Lloyd v. Fishinger

552 A.2d 303, 380 Pa. Super. 507, 1989 Pa. Super. LEXIS 37
CourtSupreme Court of Pennsylvania
DecidedJanuary 6, 1989
Docket426
StatusPublished
Cited by6 cases

This text of 552 A.2d 303 (Lloyd v. Fishinger) is published on Counsel Stack Legal Research, covering Supreme Court of Pennsylvania primary law. Counsel Stack provides free access to over 12 million legal documents including statutes, case law, regulations, and constitutions.

Bluebook
Lloyd v. Fishinger, 552 A.2d 303, 380 Pa. Super. 507, 1989 Pa. Super. LEXIS 37 (Pa. 1989).

Opinion

OLSZEWSKI, Judge:

This is an appeal from an order of the trial court sustaining appellees’ preliminary objection in the nature of a demurrer. Appellants challenge the constitutionality of 42 Pa.C.S.A. § 7101, which provides that when a person is injured and confined as a patient to a hospital, an attorney cannot, during the first 15 days of confinement, enter into an agreement relating to compensation with the patient in connection with his injuries. For reasons discussed below, we find that the statute is unconstitutional; accordingly, we vacate and remand.

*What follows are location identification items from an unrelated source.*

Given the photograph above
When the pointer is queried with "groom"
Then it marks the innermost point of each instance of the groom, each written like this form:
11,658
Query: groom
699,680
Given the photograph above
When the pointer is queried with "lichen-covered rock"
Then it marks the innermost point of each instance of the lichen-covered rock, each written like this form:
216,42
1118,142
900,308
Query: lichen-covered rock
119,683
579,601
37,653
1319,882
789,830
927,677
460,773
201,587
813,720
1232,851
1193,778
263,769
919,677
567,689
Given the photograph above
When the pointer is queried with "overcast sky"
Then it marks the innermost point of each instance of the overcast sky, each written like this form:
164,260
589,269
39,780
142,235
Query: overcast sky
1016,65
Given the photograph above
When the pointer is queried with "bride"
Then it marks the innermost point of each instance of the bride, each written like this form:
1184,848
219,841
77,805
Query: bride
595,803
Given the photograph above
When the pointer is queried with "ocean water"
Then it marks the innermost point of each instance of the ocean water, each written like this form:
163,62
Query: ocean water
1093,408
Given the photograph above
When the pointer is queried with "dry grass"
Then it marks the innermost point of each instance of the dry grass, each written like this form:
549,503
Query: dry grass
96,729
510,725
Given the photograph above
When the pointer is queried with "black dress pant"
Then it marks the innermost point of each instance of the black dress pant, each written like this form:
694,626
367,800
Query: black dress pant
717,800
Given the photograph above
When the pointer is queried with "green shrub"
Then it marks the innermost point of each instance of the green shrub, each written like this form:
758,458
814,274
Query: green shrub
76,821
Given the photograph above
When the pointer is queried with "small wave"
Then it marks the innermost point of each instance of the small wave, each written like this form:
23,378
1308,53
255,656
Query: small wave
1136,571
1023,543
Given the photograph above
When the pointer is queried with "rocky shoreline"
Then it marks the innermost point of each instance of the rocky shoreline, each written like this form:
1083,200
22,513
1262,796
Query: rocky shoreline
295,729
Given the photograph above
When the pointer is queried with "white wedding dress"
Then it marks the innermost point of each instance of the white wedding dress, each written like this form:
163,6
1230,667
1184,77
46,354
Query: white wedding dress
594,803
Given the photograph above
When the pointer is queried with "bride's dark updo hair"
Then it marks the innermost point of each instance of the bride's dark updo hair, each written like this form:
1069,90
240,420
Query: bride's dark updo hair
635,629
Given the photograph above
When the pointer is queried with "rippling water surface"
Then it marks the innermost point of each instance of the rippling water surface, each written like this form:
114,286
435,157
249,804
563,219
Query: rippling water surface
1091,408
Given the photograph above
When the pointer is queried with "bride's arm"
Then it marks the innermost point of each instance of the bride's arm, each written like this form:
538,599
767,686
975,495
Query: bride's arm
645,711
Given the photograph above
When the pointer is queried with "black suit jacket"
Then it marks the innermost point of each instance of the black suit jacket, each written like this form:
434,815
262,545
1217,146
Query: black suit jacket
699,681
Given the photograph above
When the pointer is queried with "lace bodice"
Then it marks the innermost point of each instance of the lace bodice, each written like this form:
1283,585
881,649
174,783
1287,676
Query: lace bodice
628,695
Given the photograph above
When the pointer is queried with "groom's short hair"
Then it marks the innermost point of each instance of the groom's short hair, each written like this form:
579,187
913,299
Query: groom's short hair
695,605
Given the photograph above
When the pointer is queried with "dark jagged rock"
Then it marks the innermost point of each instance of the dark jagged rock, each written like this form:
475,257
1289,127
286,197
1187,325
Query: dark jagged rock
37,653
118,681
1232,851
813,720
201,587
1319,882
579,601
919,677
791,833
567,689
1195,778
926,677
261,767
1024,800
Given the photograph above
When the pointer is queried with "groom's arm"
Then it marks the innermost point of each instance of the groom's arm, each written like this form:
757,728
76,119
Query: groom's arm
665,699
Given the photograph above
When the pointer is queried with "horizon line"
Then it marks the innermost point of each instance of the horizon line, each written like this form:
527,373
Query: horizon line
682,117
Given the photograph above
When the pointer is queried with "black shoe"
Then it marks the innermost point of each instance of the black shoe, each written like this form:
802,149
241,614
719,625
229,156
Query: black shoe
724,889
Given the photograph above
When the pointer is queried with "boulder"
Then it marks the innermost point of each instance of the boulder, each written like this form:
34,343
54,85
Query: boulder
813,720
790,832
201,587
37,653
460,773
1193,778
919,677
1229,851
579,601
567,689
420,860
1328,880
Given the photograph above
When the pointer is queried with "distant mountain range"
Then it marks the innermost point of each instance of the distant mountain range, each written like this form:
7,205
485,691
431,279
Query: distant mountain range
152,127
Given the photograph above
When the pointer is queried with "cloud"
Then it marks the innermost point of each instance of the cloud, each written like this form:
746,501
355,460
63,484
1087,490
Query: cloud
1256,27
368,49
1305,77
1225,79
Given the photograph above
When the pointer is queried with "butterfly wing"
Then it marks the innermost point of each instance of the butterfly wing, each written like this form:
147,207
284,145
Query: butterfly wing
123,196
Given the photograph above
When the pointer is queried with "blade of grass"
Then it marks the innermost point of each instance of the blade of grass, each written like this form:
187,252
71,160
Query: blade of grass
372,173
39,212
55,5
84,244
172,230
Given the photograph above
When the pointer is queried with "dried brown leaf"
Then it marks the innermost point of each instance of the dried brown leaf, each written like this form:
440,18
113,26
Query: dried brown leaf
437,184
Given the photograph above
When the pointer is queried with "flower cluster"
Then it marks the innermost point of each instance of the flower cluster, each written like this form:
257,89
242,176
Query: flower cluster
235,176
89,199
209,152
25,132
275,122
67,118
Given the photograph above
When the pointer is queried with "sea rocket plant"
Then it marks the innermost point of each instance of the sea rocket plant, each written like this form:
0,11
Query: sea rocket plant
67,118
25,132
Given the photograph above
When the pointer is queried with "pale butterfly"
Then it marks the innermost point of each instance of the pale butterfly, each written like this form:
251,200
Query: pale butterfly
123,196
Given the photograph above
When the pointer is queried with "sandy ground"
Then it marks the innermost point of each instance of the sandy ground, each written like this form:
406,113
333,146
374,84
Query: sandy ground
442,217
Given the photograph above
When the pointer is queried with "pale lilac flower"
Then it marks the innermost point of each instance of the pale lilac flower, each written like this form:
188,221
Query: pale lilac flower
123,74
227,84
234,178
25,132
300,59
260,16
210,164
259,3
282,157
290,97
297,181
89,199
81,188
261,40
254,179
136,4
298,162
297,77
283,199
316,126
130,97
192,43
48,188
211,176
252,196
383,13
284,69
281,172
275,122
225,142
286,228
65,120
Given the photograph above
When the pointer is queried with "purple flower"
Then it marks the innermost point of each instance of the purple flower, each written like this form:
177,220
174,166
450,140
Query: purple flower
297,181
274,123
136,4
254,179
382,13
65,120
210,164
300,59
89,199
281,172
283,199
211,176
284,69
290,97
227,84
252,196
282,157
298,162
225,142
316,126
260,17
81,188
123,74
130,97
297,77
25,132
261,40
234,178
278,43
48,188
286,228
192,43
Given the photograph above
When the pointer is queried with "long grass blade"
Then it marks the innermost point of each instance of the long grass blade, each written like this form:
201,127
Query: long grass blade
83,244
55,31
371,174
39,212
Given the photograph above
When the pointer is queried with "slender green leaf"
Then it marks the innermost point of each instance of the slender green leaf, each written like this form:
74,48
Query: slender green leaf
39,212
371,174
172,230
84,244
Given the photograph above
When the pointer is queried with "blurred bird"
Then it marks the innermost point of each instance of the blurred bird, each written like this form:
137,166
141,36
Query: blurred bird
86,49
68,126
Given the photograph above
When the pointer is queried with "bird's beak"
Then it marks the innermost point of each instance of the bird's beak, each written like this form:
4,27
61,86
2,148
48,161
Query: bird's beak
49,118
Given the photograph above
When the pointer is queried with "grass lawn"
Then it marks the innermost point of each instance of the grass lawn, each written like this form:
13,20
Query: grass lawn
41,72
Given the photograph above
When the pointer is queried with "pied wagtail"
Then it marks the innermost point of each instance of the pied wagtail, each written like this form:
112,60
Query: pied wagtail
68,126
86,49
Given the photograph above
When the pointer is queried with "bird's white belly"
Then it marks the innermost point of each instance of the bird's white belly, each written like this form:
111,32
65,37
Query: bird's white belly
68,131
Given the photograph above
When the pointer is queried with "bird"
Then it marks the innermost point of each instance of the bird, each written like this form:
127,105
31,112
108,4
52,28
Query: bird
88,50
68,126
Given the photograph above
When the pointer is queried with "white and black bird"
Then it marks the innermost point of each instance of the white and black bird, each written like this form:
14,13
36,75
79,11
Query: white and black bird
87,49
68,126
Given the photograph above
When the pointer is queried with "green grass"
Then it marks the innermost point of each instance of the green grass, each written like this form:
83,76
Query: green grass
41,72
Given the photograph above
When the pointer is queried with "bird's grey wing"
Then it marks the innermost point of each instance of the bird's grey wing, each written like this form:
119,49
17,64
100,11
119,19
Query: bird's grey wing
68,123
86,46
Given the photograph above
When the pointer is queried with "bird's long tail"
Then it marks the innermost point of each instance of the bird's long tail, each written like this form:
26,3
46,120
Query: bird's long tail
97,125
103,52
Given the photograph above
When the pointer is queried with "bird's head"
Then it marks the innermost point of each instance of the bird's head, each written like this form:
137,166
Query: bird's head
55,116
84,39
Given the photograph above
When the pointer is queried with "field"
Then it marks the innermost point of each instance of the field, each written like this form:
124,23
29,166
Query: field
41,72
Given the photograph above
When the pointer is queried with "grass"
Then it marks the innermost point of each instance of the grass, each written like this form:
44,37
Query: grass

On June 6, 1987, appellee, Ralph T. Fishinger, was seriously injured in a motorcycle accident. Appellant, Evan E. Lloyd, Esquire, visited appellee, Mrs. Rosemary Fishinger, in her home on June 8, 1987, and obtained her signature on a contingent fee agreement. In the four days that followed, Mr. Lloyd approached Mr. Fishinger in the hospital, discussed representing him, and obtained his signature on the contingent fee agreement. As a result of being sedated for surgery earlier that day, Mr. Fishinger had no recollection of signing the agreement. Upon being discharged from the hospital on July 9, 1987, Mr. Fishinger informed Mr. Lloyd that he did not want appellants to represent him. Appellants, however, refused to withdraw and, acting upon the agreement, received a verbal offer from the tortfeasor’s insurance company to settle for $100,000.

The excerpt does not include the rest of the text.